The Breast Cancer Risk Factors website categorises and details risk factors, protective factors, modifiable factors and factors that are unproven or unlikely on an accessible platform with interactive features.

“Breast cancer is the most commonly diagnosed cancer in Australia, however almost I in 4 of these cases are potentially preventable,” said Dr Helen Zorbas, CEO, Cancer Australia.

“This website is a powerful tool that will shape our future conversations around breast cancer. Women can now readily access the most accurate information, based on the highest quality evidence, on which they can act.” 

The website builds on our existing knowledge and identifies modifiable factors that increase or decrease the risk of breast cancer.”

“While we can’t change growing older or our family history, which are the most important risk factors for breast cancer, we can make positive changes to reduce our risk.”
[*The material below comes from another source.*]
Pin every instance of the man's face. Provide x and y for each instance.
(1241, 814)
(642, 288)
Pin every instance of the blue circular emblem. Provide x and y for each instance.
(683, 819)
“The evidence is convincing that drinking alcohol increases risk for breast cancer. Drinking just one standard glass of alcohol daily is shown to increase risk by 7% and the risk increases the more alcohol that is consumed.”

“For postmenopausal women, being overweight or obese is associated with an increased risk of breast cancer. For each 5kg weight gain, the risk of postmenopausal breast cancer increases by about 6%.”

“Active women of all ages are at a reduced risk of breast cancer compared to women who do not exercise. The more active you are, the greater the benefits,” said Dr Zorbas.

“Research is shedding more light on certain risk factors. For example, many studies now show tobacco smoking may be associated with an increased risk of breast cancer, where previously findings were inconclusive.”

“The latest science also suggests that consuming dairy, calcium in food, and vegetables may reduce the risk of breast cancer.”

“This comprehensive, accessible tool will help women to better understand risks associated with personal factors, family history and genetics, reproductive and lifestyle factors and medical history factors,” said Dr Zorbas.

The Breast Cancer Risk Factors website has layers of information describing the evidence on each factor and is based on Cancer Australia’s Risk factors for breast cancer: A review of the evidence 2018, which is also published online today.